To discuss the entire slate of QFest programming in this space is impossible; there are so many outstanding films that address vast swaths of life and culture—shorts, features, documentaries, dramas and comedies are all here, and they capture such themes as coming-of-age (Animals) and go-go boy veneration (The Go Doc Project). We picked a feature documentary by PJ Raval as a film to get into the essence of the festival’s great value, and caught up with the Texas-based director this week to discuss his newest, Before You Know It.
With the outstanding success of last year’s How to Survive a Plague, we know that documentary is one of film’s ripest formats for mining deeply felt emotion, and Raval struck gold when he started exploring all of the intersections of life that bubble up around the stories of aging gays. In Before You Know It, three characters form a perfect triumvirate of narratives: Once-closeted Dennis is in his 70s, living in Florida and exploring gay retirement options in Portland, Ore.; Ty’s a marriage and LGBT activist in Harlem and directs outreach for Services and Advocacy for GLBT Elders (SAGE for short); and Robert runs a legendary bar in Galveston, Texas, called Robert’s Lafitte that specializes in no-frills drag and fostering community. Together, their stories offer a complete, vivid picture of the multi-generational gay struggle that maybe, after all, is becoming less of a fight at this moment in time.
“We started filming in early 2009, and we officially stopped shooting in the summer of 2012 and premiered it March of 2013,” Raval tells PW. “We were shooting up until the very end, so it’s still very fresh.” It takes time to foster relationships with doc subjects, and Raval decided to take the camera out of his own hands—he’s also a decidedly accomplished cinematographer—and really engage with the life the film’s subjects were living.
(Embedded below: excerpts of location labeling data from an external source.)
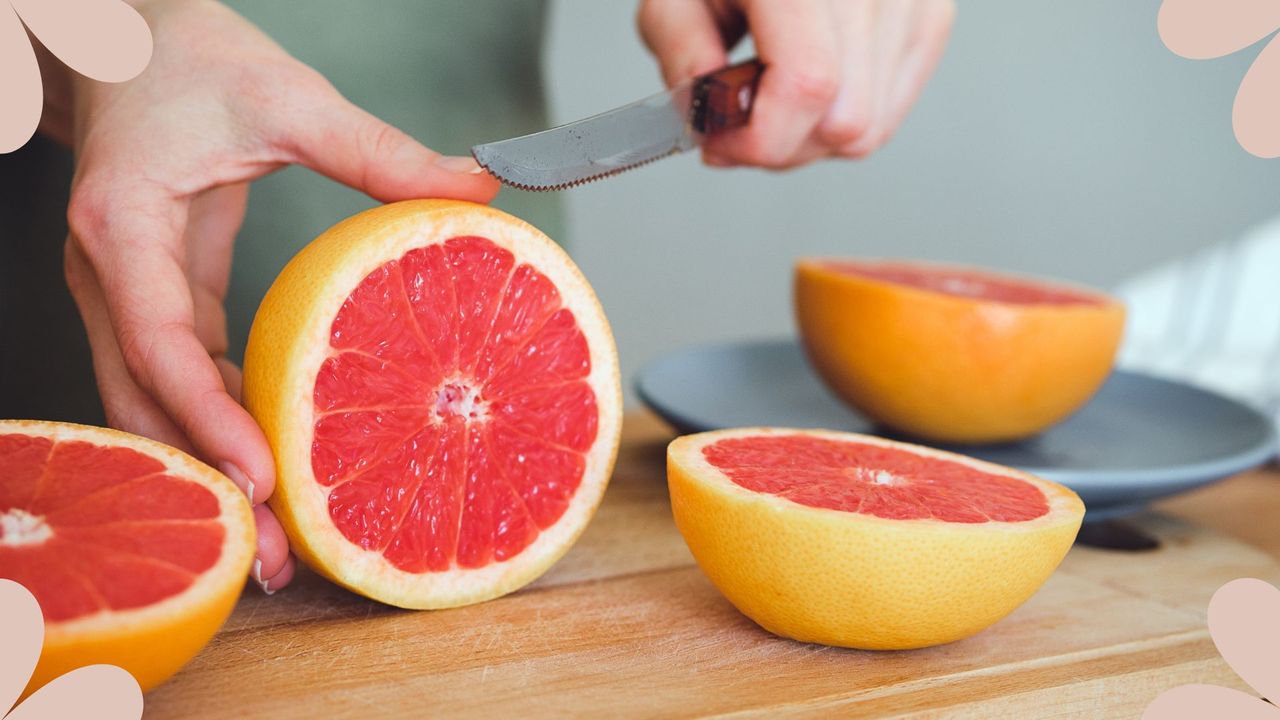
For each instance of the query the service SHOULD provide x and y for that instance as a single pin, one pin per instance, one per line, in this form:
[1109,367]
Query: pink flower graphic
[1244,621]
[1212,28]
[104,40]
[94,691]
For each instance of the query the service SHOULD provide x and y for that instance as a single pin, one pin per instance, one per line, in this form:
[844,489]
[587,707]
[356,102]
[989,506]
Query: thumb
[342,141]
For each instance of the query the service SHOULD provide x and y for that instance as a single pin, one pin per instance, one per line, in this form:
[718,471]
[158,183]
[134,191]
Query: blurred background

“You have to let life unfold, so it’s really impossible to just show up and capture someone’s life,” Raval explains. “With Dennis’ storyline, it was about two and a half years, but it’s also kind of necessary if you want that intimate access and that trust, and to really experience life in front of you. There’s a relationship that forms.”
The prospect of capturing the essence of one human’s struggles and getting them to be comfortably filmed without pretense is a daunting task, but one that Raval handles deftly and masterfully. Before You Know It touches on all different emotions and struggles: from loneliness and the stigma of singledom into late adulthood, to drag and its mysteriously magical power in the gay experience, to pride and the prospect of gay marriage. Marriage is one of the most fascinating and hot-button issues at play, and the result isn’t what you might expect.
For the aging LGBT community, marriage is something they never thought would happen. Having seen every stage of civil equality under the sun, from segregation to voting rights to interracial unions, nonetheless couldn’t imagine it would be a reality in their lifetime, even in their wildest dreams. Like Ty says at one telling moment in Before You Know It, it’s like someone in the ‘70s imagining the prospect of something like an iPod. And then what do you do with the right once you’ve got it?
“[Ty]’s very much, in his storyline, thinking it through. He’s never thought about [marriage] before, and these are discussions he and [his partner] had not had,” said Raval. “For me, I was really fascinated by the idea of things you hadn’t imagined happening in your life, and you have to react.”
As it turns out, Raval caught Ty—at a Harlem house party awaiting the New York State Senate’s momentous announcement of gay marriage—at the exact moment it became clear to him that he could marry his boyfriend. And to witness it is pure magic.